A few days ago, Dan Kennedy posted a piece called You just can't keep a good word down on his Media Nation Blog. Kennedy, who has a daughter with dwarfism, is the author of a well-known and well-read book within the dwarfism community called Little People: Learning to See the World Through My Daughter's Eyes. Kennedy's blog piece is in response to a comment Bernard Goldberg made on Fox's "The O'Reilly Factor." Referring to the ratings of Keith Olbermann of MSNBC, Goldberg compared Olbermann to "the tallest midget in the room." Kennedy makes the point in his blog that although reality television and advancements in the information and technology world have spread constructive awareness about dwarfism, and although media outlets such as The New York Times and the Associated Press have made deliberate attempts to eliminate use of the word midget, certain sectors of the media still use the word midget and present embarrassing portrayals of little people.
As I probably have noted several times on this blog, I am no expert, but I am pretty interested in, as Kennedy writes, "two things: how people with dwarfism are depicted in popular culture and the continued debate over the word 'midget.'" (The ironic piece is that Kennedy suggests people outside the dwarfism community are obsessed with the two things. I for one am in the community and am pretty engaged, if not obsessed). With that engagement, or obsession, in mind, I think there has been an evolution in the use of the word midget within outlets that still use it. Minus use of the word to identify a sports division for younger kids, in the more mainstream media, the word is used much more as a slur, or a derogatory statement. The exact joke made by Goldberg on Fox has been made at least two other times in recent memory, once by Mark Cuban to slam Starbucks Via Coffee and once by Seth Davis of Sports Illustrated to exemplify mediocrity within college basketball. It appears that benign, innocent, ignorant use of the word is tailing off. This is most likely because awareness of the word has indeed improved. Use of the word these days is not the result of ignorance. People who use the word are aware of the connotations. Again, referring back to the Media Nation piece, Kennedy proved it when he quoted an earlier statement from Goldberg, in which Goldberg acknowledged that little people would be upset if he were to use the word midget. Cuban, who made the comment about Starbucks over twitter, in a subsequent post, immediately acknowledged that his comment would upset people. (Geraldo Rivera also once used the word to describe Olbermann. He didn't use the same joke as Goldberg, but once, really upset with Olbermann and unable to come up with anything eloquent to say, Rivera said, "He is a midget.")
What once was common knowledge only within the dwarfism community- that midget is a derogatory, damaging word - is now becoming common knowledge outside of the community. That common knowledge has helped weed out innocent use of the word. People can no longer so easily use the excuse that they didn't know any better.

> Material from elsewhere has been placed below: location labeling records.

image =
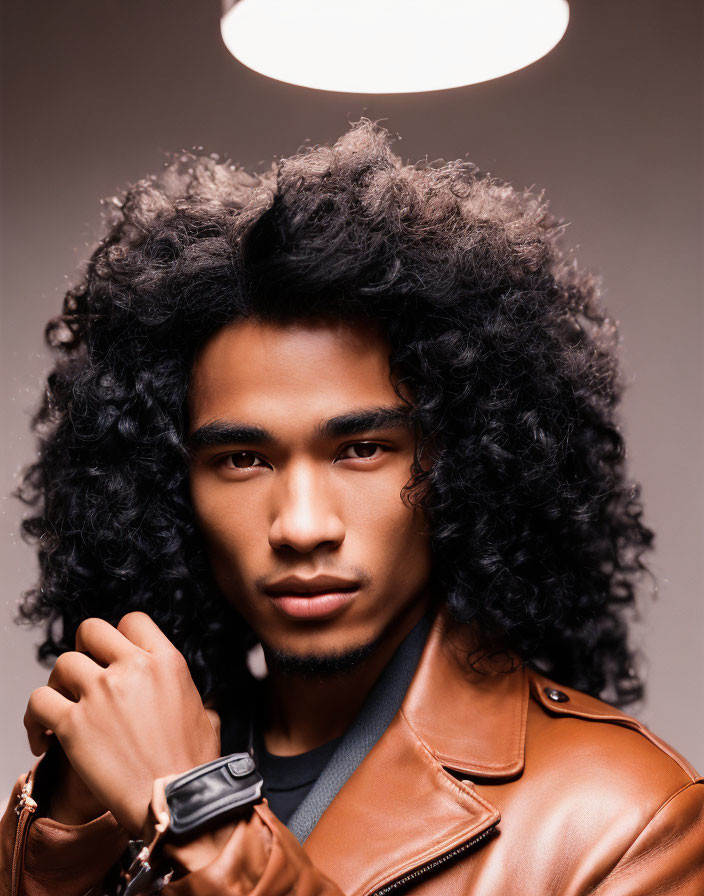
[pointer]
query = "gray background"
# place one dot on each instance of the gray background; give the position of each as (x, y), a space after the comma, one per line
(609, 123)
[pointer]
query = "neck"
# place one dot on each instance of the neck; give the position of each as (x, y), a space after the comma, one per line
(304, 713)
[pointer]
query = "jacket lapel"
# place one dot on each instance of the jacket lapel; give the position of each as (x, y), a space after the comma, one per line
(402, 809)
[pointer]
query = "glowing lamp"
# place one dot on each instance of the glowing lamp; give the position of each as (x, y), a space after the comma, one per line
(390, 46)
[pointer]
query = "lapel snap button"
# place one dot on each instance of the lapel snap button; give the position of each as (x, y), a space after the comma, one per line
(556, 696)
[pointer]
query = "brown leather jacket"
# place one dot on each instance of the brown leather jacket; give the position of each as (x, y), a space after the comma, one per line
(484, 785)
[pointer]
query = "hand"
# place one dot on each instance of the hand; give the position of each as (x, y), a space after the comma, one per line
(126, 711)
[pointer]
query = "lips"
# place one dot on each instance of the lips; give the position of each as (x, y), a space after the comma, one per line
(322, 584)
(315, 598)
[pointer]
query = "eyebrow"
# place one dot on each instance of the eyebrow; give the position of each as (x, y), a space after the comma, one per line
(225, 432)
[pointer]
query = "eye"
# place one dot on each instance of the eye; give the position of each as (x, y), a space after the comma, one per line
(240, 460)
(363, 451)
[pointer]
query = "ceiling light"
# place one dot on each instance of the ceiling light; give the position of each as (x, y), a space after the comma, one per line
(390, 46)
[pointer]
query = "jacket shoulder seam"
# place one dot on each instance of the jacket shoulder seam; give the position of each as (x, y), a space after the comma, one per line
(610, 715)
(653, 817)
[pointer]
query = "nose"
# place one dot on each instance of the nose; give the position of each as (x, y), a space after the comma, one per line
(305, 516)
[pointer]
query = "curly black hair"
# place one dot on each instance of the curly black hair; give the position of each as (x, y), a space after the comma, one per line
(536, 530)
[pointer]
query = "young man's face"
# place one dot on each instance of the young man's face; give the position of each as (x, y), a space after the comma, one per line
(278, 496)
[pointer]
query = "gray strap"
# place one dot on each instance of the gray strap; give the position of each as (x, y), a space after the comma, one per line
(381, 705)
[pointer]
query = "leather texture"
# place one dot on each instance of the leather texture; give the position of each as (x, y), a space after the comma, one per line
(482, 785)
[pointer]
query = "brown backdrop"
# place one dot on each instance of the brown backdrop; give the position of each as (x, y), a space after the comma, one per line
(609, 123)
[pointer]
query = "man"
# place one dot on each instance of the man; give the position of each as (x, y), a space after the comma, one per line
(360, 414)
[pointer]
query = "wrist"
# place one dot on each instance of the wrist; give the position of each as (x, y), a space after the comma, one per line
(198, 852)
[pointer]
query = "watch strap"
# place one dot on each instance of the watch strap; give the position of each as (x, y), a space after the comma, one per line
(214, 790)
(183, 805)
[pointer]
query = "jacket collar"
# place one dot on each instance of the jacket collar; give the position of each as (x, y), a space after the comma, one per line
(471, 721)
(402, 809)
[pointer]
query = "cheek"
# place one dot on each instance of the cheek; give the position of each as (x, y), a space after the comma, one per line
(228, 532)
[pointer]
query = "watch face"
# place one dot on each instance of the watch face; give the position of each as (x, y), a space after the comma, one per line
(212, 791)
(241, 766)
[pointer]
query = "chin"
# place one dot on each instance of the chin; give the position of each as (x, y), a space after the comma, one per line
(318, 664)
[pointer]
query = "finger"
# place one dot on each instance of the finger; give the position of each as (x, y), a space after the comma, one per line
(144, 632)
(102, 641)
(46, 709)
(73, 674)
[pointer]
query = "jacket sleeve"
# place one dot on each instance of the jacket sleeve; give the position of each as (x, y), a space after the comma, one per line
(667, 857)
(261, 858)
(42, 857)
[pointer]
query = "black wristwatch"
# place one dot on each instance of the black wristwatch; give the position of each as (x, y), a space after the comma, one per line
(215, 790)
(182, 806)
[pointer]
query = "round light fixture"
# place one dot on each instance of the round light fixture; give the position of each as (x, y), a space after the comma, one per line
(390, 46)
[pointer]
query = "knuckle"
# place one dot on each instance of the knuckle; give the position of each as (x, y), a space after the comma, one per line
(84, 628)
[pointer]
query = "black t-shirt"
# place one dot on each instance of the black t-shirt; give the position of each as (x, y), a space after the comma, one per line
(287, 779)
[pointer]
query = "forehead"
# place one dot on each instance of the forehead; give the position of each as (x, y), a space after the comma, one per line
(289, 373)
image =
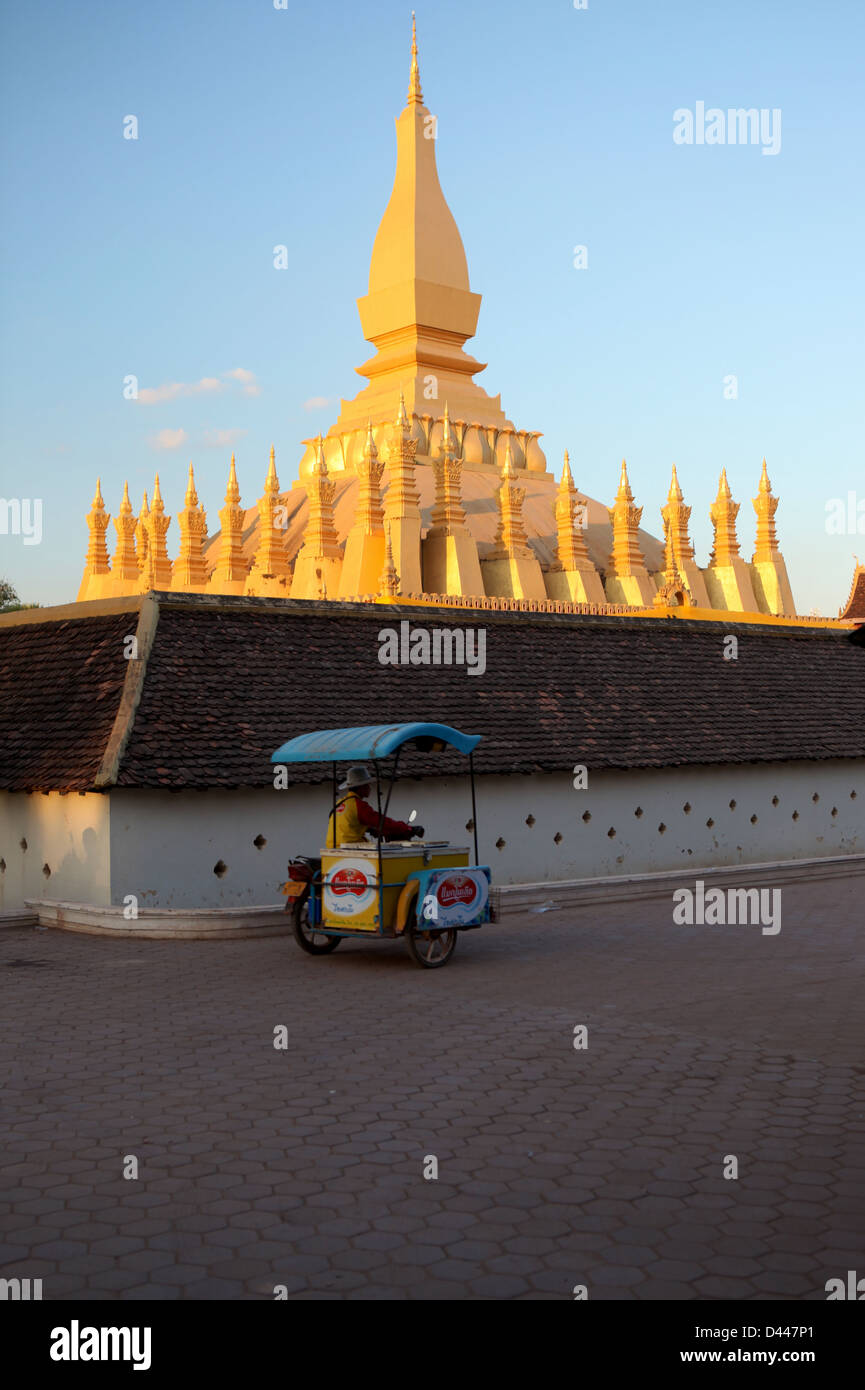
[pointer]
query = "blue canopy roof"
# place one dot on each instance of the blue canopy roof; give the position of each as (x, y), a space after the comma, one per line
(346, 745)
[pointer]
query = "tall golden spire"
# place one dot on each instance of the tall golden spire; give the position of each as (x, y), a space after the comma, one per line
(723, 512)
(98, 524)
(677, 544)
(415, 93)
(159, 565)
(231, 567)
(511, 538)
(448, 514)
(626, 553)
(270, 562)
(319, 562)
(125, 563)
(572, 552)
(419, 309)
(369, 514)
(390, 578)
(765, 506)
(191, 567)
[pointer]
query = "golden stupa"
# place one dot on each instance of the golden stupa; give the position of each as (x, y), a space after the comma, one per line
(423, 489)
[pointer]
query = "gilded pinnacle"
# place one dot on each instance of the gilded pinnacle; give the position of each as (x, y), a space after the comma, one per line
(415, 96)
(192, 498)
(625, 488)
(271, 483)
(232, 492)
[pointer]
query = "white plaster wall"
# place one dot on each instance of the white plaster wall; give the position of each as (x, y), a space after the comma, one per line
(164, 845)
(66, 833)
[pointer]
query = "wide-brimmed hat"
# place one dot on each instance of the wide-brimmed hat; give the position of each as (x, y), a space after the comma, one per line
(356, 776)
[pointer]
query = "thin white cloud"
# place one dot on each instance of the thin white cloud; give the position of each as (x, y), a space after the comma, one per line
(171, 389)
(223, 438)
(168, 439)
(246, 378)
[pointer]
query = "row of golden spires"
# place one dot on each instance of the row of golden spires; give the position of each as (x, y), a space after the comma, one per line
(447, 553)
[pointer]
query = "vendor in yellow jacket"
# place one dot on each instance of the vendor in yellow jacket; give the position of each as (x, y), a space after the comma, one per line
(356, 819)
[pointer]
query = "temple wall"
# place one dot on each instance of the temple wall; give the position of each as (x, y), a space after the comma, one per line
(164, 847)
(68, 834)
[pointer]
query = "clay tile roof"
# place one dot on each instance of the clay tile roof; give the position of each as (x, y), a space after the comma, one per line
(228, 680)
(855, 603)
(60, 688)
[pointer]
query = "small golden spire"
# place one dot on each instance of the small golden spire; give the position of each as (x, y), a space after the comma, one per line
(192, 498)
(320, 464)
(390, 578)
(625, 488)
(723, 512)
(271, 483)
(232, 492)
(764, 480)
(415, 93)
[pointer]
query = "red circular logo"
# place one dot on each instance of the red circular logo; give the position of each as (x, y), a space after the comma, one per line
(456, 888)
(349, 880)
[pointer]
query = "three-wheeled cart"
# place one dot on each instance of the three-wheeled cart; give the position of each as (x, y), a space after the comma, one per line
(423, 891)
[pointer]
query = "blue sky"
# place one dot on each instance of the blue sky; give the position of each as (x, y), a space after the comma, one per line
(555, 128)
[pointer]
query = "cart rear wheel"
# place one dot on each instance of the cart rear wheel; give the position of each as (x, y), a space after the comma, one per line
(430, 948)
(310, 940)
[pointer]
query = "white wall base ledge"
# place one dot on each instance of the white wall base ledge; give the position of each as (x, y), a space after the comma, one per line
(237, 923)
(20, 918)
(579, 893)
(163, 923)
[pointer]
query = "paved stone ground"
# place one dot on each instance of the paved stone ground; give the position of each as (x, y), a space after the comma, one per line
(305, 1166)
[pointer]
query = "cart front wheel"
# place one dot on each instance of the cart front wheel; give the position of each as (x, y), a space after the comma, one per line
(430, 948)
(310, 940)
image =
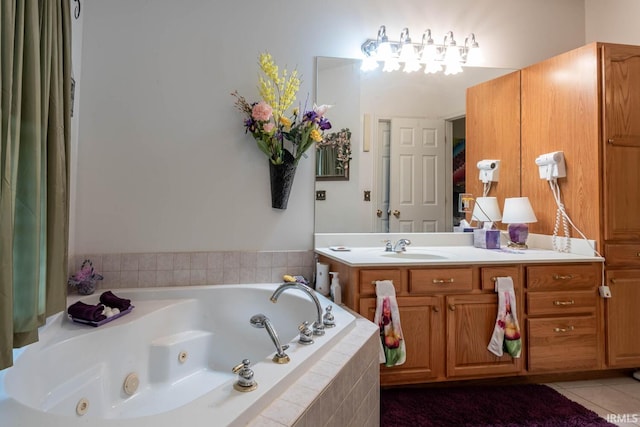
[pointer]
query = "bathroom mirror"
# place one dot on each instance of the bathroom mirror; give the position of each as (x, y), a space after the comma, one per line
(374, 105)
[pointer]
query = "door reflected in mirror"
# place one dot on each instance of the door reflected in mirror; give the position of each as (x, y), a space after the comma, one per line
(407, 132)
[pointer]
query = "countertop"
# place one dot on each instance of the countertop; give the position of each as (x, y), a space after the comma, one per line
(453, 250)
(450, 255)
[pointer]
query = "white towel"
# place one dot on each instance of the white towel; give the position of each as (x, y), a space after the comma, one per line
(387, 317)
(506, 333)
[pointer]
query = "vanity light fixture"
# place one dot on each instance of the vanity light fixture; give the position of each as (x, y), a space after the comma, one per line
(433, 56)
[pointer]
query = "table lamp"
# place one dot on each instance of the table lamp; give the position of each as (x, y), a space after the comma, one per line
(486, 211)
(518, 213)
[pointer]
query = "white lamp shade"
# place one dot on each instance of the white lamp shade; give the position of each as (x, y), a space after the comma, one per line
(518, 210)
(486, 209)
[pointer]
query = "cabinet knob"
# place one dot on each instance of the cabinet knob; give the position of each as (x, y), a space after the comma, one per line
(442, 281)
(570, 302)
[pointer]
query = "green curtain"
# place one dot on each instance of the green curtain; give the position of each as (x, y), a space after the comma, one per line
(35, 85)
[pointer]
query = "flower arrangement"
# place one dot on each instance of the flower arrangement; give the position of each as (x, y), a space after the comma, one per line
(341, 142)
(85, 279)
(267, 119)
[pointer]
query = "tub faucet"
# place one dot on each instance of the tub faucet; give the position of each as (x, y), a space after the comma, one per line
(318, 326)
(262, 321)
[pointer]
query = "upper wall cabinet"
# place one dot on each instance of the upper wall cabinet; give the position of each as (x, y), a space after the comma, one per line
(493, 133)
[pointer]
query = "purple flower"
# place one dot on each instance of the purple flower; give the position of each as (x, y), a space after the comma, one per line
(324, 124)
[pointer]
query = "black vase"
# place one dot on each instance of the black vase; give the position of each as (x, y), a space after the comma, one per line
(281, 181)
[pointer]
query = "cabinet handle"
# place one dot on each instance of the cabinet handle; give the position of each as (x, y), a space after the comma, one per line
(441, 281)
(570, 302)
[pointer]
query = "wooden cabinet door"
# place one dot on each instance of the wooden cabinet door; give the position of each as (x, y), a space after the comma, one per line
(421, 319)
(623, 321)
(621, 122)
(470, 323)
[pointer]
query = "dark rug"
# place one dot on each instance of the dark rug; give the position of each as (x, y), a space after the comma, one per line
(528, 405)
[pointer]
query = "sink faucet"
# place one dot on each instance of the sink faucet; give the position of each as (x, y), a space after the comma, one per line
(401, 245)
(318, 326)
(262, 321)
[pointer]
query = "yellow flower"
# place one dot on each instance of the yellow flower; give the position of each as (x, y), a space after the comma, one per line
(277, 90)
(316, 135)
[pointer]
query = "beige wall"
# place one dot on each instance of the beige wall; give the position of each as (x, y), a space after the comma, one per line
(162, 161)
(613, 21)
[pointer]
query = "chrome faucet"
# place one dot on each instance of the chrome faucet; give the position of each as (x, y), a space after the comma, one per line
(401, 245)
(318, 326)
(262, 321)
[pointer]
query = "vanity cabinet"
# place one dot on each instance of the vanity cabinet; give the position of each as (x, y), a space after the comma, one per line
(563, 321)
(447, 314)
(422, 326)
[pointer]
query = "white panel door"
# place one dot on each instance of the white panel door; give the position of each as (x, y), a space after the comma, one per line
(417, 176)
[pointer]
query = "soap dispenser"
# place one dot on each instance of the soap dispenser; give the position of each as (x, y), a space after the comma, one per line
(336, 290)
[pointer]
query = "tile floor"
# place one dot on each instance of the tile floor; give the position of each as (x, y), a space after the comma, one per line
(615, 399)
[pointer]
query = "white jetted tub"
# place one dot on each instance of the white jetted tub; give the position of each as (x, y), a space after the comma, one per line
(168, 362)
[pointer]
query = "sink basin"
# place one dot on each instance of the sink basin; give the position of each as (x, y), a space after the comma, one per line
(414, 255)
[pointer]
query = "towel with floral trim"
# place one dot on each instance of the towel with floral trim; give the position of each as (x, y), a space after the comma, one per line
(387, 317)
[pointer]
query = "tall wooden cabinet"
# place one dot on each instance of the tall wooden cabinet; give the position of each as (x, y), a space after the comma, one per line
(586, 103)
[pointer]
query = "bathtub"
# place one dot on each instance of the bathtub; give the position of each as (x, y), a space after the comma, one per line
(175, 350)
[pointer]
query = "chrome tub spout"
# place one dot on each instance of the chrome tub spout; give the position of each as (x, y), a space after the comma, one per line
(318, 326)
(262, 321)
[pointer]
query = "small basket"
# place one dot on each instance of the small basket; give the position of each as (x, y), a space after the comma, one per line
(85, 279)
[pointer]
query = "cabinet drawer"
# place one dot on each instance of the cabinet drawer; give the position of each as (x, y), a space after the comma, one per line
(563, 276)
(368, 280)
(490, 274)
(441, 279)
(563, 343)
(556, 303)
(622, 255)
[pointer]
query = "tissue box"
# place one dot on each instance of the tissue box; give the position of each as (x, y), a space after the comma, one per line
(486, 239)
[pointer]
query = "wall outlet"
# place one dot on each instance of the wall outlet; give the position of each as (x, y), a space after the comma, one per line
(605, 291)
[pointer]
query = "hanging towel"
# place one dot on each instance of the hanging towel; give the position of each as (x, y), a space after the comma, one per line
(506, 334)
(109, 299)
(387, 317)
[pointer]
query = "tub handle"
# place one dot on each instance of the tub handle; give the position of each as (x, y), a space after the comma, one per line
(306, 334)
(245, 377)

But the word is still and will still be used. It's an inside joke within the dwarfism community that a comedian, when he or she is losing a crowd, will fall back on a midget joke. Similarly, columnists, commentators and prognosticators of media, when they are unable to find the words to say what they really mean, will also fall back on the word midget. I don't like use of the word, but I think it is a good thing that at least they know the power behind the word.